Until an hour or two ago, I had written off the idea of contributing to this month’s T-SQL Tuesday, hosted by Matt Gordon with the theme of “Fixing Old Problems with Shiny New Toys”. I’ve lately had a bee in my bonnet about a new blog series, but the introduction keeps receding into the distance as I continue to encounter the dreaded “further research needed” syndrome. (Update: And here is part 1!)
Now it is 8pm UTC on Valentine’s day with four hours to go before the T-SQL Tuesday deadline, and I’m thinking about Sessions. Which is a good thing, because as of today we can all stop worrying about Flynn.
SESSION_CONTEXT() as Swiss Army knapsack
So the shiny new tool I came across is session context, the family-sized successor to the old CONTEXT_INFO. Aaron Bertrand has written a great blog post about it: Phase out CONTEXT_INFO() in SQL Server 2016 with SESSION_CONTEXT().
SESSION_CONTEXT() brings two major innovations. Firstly, it replaces a 128-byte scalar payload with a key-value structure that can accommodate 256kB of data. You can really go to town filling this thing up.
The second change is less glamorous, but possibly more significant: it is possible to set an entry to read-only, meaning that it can safely be used for the kind of contextual payload you don’t want tampered with. This makes me happy, not because I currently have a great need for it, but because it neatly ties in with things I have been thinking about a lot lately.
The rise of the kernel
Something that comes up time and again in multi-layered architectures is the Inner Platform Effect. Just when is it justified to use a programming framework to recreate a function that said framework already fulfils?
An OS kernel is sacred ground. When designed sanely and safely, it doesn’t allow clients (application code) to execute arbitrary code in kernel context. This is because the deeper kernel layer has privileges that could be abused, and user code must be kept at arm’s length within user processes, sandboxed in such a way that they can attack neither the kernel nor each other. Quite simply, we provide the means to enforce the principle of least privilege.
This separation is enforced on the hardware level through things like virtual memory mapping, whereby different processes can’t see each other’s memory. And while the remapping of memory (a simple attack vector) is just another software function exposed by the CPU, the ability to modify these mappings is reserved for a higher privilege level than common application code.
On top of this, we build the notion of threads, each having a distinct identity. This is a far more hazy concept than memory mapping, in that the CPU provides the barest minimum of support functionality to support the illusion. Switching between threads may involve changing memory mappings (when the outgoing and incoming threads belong to different processes), but it always includes changing a tiny bit of thread identity which user code might be able to read, but can’t overwrite. Since user identity, and hence permissions checking, is tied into thread identity, this makes perfect sense.
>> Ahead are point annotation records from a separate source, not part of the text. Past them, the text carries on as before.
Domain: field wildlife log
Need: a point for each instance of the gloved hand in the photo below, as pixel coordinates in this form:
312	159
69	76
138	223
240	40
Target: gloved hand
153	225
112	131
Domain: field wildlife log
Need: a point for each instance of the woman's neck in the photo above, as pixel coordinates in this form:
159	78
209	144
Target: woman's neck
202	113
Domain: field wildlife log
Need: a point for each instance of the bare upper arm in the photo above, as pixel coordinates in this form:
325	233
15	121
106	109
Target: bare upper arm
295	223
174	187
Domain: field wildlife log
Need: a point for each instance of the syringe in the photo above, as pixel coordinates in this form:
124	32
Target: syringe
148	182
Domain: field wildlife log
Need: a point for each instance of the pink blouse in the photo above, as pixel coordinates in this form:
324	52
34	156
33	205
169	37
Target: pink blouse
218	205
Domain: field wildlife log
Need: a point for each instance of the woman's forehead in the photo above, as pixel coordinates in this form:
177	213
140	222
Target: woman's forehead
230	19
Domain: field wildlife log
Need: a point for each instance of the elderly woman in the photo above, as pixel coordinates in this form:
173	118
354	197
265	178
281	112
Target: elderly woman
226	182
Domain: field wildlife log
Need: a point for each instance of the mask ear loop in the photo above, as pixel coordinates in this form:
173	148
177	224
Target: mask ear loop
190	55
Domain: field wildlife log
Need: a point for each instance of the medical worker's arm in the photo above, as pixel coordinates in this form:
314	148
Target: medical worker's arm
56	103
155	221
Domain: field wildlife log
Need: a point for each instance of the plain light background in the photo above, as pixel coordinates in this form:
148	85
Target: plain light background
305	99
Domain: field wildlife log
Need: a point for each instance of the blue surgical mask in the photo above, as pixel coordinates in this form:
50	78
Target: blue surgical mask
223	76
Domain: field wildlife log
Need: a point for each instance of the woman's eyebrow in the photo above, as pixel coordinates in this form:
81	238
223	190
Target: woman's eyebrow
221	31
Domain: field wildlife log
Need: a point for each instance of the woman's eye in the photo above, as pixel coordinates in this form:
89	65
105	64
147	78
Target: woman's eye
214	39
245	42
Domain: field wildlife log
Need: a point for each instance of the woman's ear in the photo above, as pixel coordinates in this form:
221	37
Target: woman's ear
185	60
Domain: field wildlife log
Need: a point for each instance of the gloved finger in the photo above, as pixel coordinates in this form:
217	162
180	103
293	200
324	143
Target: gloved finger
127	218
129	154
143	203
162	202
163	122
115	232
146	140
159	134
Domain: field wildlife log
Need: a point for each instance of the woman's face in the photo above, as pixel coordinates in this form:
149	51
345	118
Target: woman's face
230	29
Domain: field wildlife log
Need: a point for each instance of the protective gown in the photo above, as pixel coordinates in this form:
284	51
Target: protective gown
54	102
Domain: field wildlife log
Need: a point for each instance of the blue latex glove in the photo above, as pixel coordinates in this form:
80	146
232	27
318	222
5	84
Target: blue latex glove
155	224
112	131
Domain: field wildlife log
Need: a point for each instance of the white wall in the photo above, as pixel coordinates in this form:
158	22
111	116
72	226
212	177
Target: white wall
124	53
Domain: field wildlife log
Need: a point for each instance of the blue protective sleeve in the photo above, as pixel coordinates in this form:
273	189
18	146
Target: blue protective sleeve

A thread which is allowed to muck about with its own identity, or the identity of other threads, is a security risk.
Now we go and build a multithreaded server application like SQL Server on top of these abstractions. The code which is trusted to have the run of its process space is the code that shipped with the executable, assuming we temporarily blank out the terror of extended stored procedures. This code in turn maintains a cosy environment for user-supplied code in the form of T-SQL, which plays in a memory space consisting of access-controlled global objects (tables), plus some session-scoped objects (temp tables) and batch-scoped ones (variables).
In simple textbook cases, it stops there. Ahmed is restricted to audited querying of North-East region sales data, while Ivanka gets to be security admin.
The database is the application’s kernel
That simple textbook case falls flat when you move permissions and identity out to the application layer, with all application/database users getting represented by a single database user. All understandable, especially in web apps, but now the burden is upon application code, whether inside or outside the database, to find ways of continually answering that thorny “Who Am I?” question.
Outside the database (the web app) this is a solved problem, but externally defined identity and permission sets aren’t accessible to stored procedures and triggers, unless the user identity is pushed through as a parameter. And clearly this is something that can be faked, which brings us neatly back to the potential need for secure session-scoped metadata that is non-editable after being set up.
Think of these stored procedures and triggers as kernel code. We need only the tiniest smidgen of an identifier that represents a trusted identity token. For actual OS kernel code, this can be (and is!) reduced to a single internal CPU register. Anything beyond that can be derived by allocating storage and passing payload through bit by bit, as long as all the communication is over this trusted connection with its identifying metadata token.
The context of context
This frames where I hope to be heading with my next set of blog posts. You already know the punch line: in some form or another, we are always reliant on thread-local storage. It’s just a question of how many extra layers get piled on top of that basic thread abstraction until we get to a SQL Server session.
And then, just when you think you have a good abstraction, along comes a programming pattern that strips the session back to an anonymous connection, and uses SESSION_CONTEXT() to build something new on top. Be that as it may, session context is a great user-visible touch point for some juicy internals!